In The Oven, Ignatz Award-winning creator Sophie Goldstein follows up on themes from her earlier work in a subtle SF tale. Set under a relentlessly burning sun, the story follows a broody couple who escape from the harsh population controls of their crowded society. But they find the lawless community where they try to start a family tainted with a familiar social poison lurking beneath.

In this futuristic tale, Syd and Eric long for a baby, but with strict family size enforced by the state, they see no choice other than to relocate to a backwater commune, off the grid and away from birth control. Originally serialized in black and white in the indie comics anthology Maple Key Comics, Goldstein’s six-chapter story is presented here in glorious color, figures outlined in burnt orange beneath an unforgiving sky.

The Oven is a book that unfolds slowly, gently even. A small encampment looks vast and empty, underlining a utopian vision that doesn’t quite line up with expectations. Syd is a beacon of optimism, but the corrupting influence of the outside world is never far from her doorstep. Perhaps even more dangerous is the insidious creep of gender conformity. It’s telling that the female friend Syd finds wears glasses at all times, blank eyes leaving no clue to the real soul beneath.

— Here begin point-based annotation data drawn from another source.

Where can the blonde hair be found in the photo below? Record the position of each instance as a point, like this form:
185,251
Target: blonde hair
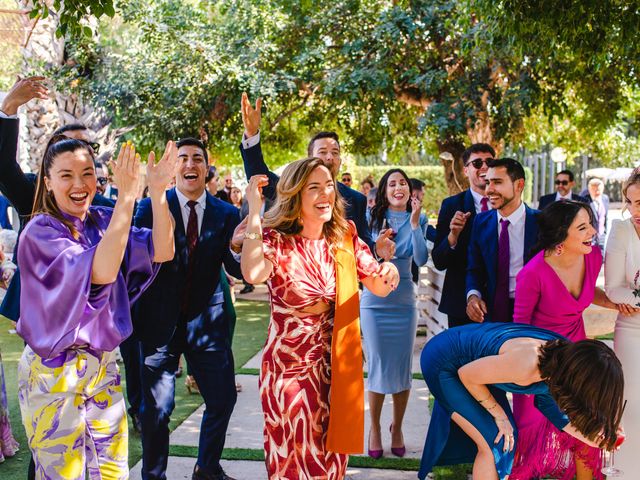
284,216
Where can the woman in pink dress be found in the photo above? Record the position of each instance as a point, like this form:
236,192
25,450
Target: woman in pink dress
552,291
300,255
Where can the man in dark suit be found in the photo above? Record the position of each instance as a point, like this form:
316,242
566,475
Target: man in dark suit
324,145
453,232
599,203
501,242
565,181
20,188
183,311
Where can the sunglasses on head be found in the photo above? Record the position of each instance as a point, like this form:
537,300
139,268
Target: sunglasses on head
478,162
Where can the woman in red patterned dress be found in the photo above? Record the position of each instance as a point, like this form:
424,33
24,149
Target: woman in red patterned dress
303,231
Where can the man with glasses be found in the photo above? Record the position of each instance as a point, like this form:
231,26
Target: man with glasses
346,179
453,232
565,181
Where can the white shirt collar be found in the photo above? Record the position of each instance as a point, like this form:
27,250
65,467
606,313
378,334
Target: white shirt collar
477,197
516,217
202,199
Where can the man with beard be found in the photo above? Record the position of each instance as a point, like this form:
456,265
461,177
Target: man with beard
185,311
501,242
453,232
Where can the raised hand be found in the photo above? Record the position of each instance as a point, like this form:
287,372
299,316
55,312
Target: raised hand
126,171
23,90
416,206
250,116
476,308
385,247
160,174
254,192
389,275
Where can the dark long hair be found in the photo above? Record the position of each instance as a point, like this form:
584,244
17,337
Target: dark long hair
554,222
44,202
382,202
586,381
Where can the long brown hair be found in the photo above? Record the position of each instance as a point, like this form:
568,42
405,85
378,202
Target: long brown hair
586,381
284,216
44,202
379,210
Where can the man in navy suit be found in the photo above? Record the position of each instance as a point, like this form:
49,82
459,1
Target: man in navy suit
491,273
599,203
325,146
565,181
453,232
183,311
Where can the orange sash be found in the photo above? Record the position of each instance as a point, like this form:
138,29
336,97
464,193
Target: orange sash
346,397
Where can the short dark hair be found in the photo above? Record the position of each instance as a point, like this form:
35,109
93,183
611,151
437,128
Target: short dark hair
194,142
477,148
416,184
568,173
72,127
318,136
554,222
586,381
514,167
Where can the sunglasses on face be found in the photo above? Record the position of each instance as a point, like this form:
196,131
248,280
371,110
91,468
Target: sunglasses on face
478,162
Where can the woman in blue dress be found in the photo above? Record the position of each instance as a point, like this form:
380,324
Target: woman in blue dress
389,324
577,386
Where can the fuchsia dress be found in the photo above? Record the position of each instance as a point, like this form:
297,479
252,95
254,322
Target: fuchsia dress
543,300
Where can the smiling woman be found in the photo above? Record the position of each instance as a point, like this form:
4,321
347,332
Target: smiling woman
312,259
82,267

The color palette—a stark mix of black and white, orange and grey—is both warm and foreboding, blank skies and landscapes broken up only by the trails of huge swarms of bugs, who are at least free to leave the earth behind them, unlike our protagonists.

Goldstein, a graduate of the Center for Cartoon Studies in White River Junction, Vt., is perhaps best known for her long-running webcomic Darwin Carmichael is Going to Hell, co-created with Jenn Jordan, and her Ignatz Award winning mini-comic House of Women in 2014. As shown in the latter work, science fiction and uncomfortable truths are somewhat of a specialty with Goldstein, as are themes of motherhood and fertility. This is her first long-form work, and it’s perfectly paced; the subtleties within demand re-reading.

The Oven comes out on April 21st from AdHouse Books.